Avrobio said today that it has expanded its pipeline with the addition of a program it licensed from GenStem Therapeutics as a potential gene therapy for cystinosis, the fourth gene therapy for lysosomal storage disorders it is pursuing.

Avrobio did not disclose terms of the licensing agreement.

The company said it expects to file an application with the U.S. Food and Drug Administration later this year and anticipates entering the clinic in early 2018.
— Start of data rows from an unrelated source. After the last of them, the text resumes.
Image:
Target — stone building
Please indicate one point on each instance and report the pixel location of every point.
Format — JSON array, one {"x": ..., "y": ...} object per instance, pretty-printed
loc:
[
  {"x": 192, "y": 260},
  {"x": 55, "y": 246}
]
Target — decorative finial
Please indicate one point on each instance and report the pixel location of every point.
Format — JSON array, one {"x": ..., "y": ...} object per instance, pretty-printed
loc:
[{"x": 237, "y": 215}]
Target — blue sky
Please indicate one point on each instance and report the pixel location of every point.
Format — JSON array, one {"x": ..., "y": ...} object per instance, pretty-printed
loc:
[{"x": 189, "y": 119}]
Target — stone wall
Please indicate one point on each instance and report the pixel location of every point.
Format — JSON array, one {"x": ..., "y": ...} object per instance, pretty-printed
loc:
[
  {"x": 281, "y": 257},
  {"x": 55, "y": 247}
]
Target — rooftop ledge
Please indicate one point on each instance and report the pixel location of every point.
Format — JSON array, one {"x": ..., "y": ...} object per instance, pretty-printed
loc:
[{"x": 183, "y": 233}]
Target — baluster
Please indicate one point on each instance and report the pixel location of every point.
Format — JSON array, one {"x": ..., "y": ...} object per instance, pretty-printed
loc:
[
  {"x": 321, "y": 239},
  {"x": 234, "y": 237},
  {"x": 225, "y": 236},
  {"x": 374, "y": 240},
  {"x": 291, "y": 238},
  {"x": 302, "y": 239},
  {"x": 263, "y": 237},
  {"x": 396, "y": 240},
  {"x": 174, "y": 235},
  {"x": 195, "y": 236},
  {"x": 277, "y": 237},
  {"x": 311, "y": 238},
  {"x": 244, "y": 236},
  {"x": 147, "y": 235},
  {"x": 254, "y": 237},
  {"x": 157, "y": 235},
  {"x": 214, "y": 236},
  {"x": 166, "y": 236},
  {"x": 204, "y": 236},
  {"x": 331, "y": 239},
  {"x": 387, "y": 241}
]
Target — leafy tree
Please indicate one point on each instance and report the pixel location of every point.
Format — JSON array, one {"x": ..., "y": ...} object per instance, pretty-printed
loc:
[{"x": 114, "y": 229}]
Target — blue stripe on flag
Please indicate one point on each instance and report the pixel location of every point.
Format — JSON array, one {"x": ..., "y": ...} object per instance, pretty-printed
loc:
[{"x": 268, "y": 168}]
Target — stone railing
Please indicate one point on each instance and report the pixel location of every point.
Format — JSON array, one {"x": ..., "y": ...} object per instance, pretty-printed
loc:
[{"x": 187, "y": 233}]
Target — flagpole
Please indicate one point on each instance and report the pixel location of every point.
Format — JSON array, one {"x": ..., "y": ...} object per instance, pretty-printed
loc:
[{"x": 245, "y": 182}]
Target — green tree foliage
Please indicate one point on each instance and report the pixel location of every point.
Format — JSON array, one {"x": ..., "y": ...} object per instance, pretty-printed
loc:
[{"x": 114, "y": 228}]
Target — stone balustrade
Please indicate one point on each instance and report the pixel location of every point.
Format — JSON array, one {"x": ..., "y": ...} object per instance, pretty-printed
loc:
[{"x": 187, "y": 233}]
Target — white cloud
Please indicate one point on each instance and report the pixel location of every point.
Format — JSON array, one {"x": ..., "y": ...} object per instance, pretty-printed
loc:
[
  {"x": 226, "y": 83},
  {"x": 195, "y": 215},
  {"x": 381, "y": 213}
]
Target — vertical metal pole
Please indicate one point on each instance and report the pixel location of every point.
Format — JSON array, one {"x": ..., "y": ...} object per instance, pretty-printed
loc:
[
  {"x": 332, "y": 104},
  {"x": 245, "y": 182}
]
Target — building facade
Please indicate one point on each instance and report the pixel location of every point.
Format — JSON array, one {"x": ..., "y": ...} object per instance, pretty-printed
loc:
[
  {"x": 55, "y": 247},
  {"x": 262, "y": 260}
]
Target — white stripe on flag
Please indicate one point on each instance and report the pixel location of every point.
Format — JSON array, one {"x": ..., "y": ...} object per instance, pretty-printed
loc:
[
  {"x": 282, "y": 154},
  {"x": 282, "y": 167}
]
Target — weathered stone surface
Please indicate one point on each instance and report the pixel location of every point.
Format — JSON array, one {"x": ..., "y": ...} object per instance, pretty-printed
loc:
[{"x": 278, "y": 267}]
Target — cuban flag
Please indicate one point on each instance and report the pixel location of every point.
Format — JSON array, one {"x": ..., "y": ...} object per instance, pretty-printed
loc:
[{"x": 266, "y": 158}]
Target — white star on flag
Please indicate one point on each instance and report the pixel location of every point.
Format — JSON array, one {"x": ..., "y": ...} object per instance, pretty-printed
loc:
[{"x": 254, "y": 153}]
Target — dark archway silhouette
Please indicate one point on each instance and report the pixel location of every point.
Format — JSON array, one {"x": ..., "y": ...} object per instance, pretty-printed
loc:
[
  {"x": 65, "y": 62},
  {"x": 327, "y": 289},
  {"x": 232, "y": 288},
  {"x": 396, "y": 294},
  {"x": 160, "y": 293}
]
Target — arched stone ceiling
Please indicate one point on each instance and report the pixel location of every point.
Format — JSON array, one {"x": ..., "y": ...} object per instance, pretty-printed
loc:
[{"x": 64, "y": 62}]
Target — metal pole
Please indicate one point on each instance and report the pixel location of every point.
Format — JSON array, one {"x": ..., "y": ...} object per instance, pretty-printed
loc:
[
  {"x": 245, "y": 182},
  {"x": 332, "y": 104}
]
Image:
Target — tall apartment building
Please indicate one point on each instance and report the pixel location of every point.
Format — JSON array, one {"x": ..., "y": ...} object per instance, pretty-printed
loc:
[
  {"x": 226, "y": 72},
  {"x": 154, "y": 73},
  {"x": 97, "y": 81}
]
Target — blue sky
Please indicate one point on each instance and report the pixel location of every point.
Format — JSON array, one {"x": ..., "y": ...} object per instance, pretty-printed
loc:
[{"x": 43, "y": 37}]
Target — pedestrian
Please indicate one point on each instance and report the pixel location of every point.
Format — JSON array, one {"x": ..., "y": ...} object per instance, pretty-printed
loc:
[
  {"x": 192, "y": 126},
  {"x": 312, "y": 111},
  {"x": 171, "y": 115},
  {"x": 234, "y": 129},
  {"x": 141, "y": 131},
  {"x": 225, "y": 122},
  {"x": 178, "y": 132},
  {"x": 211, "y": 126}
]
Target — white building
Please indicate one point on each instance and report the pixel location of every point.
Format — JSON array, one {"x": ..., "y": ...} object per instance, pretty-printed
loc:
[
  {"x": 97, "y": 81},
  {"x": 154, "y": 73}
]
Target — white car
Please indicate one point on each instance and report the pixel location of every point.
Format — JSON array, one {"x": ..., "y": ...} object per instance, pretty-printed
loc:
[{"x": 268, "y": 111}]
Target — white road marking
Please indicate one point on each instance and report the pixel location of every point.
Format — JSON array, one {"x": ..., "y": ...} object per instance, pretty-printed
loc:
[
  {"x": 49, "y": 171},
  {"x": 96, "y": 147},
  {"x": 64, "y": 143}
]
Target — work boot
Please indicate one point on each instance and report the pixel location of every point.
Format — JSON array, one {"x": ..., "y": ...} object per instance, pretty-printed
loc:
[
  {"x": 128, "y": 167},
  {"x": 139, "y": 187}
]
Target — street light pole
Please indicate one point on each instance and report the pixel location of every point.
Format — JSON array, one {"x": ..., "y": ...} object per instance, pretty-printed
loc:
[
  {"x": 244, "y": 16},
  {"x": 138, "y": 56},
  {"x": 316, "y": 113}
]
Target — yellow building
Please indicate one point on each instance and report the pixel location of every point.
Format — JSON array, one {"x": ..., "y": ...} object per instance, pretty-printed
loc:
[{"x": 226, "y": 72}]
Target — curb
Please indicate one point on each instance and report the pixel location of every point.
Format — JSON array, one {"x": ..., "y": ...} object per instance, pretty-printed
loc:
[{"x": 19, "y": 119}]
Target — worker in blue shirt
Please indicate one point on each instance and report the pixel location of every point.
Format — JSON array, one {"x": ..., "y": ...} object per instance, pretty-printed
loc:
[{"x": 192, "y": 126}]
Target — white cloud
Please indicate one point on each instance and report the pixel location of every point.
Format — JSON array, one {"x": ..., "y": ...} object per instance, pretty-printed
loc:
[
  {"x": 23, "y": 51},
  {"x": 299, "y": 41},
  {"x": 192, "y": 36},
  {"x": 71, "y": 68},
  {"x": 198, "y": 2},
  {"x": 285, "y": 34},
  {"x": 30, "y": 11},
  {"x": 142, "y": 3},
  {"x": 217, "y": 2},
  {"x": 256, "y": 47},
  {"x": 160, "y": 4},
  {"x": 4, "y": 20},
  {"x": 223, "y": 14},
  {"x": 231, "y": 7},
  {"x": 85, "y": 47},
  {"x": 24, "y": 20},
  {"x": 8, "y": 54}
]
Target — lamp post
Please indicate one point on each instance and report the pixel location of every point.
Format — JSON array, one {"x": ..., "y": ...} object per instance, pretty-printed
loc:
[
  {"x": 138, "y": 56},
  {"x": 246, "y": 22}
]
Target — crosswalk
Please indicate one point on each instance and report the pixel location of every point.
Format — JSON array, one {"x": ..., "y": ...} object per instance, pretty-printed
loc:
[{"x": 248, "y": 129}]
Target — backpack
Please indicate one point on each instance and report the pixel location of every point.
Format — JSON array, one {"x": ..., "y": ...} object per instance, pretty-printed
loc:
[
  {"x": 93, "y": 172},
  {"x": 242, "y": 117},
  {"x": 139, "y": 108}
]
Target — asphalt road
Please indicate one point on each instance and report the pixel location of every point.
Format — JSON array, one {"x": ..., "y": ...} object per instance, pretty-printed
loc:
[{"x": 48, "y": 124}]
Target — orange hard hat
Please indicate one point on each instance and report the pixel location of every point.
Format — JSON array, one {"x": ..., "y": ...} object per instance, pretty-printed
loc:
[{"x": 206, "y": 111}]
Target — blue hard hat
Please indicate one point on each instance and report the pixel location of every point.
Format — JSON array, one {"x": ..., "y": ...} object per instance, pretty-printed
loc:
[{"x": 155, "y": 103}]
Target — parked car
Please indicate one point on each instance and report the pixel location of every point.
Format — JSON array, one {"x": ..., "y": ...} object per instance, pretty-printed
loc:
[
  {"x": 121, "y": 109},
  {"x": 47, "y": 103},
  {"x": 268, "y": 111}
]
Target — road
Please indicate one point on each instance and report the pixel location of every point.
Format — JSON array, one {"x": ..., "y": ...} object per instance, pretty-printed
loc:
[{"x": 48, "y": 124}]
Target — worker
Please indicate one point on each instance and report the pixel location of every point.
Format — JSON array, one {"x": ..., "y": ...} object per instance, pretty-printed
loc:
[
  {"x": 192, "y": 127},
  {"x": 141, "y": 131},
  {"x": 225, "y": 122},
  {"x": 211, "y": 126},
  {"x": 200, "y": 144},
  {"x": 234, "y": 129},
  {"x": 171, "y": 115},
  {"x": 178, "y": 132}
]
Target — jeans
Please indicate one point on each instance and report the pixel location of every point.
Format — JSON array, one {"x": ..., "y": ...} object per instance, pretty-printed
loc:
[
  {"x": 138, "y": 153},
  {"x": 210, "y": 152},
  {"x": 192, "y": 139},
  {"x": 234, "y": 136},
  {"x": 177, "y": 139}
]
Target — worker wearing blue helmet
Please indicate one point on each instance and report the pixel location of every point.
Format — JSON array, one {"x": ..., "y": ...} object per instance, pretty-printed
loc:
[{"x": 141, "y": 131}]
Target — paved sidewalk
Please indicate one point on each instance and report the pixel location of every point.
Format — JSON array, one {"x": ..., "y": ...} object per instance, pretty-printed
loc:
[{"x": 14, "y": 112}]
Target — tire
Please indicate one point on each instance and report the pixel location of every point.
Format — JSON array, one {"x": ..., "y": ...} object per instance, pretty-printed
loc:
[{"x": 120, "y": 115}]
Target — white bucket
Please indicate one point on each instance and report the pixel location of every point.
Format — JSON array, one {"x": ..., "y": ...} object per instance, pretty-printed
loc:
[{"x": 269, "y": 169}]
Cystinosis, like all lysosomal storage disorders, is a progressive and potentially fatal metabolic disorder with an estimated incidence of 1 in 100,000 to 200,000 live births. Cystinosis is caused by a single-gene defect in the CTNS gene leading to the accumulation of an amino acid called cystine in all tissues and organs of the body including the kidneys, eyes, muscles, thyroid, and pancreas.

Patients with cystinosis have a wide range of symptoms depending on the age of onset and disease severity including renal Fanconi syndrome and renal failure by adolescence, sensitivity to light, blindness, severe muscle weakness, difficulty swallowing, and endocrinopathies including hypothyroidism and diabetes, and neurological defects.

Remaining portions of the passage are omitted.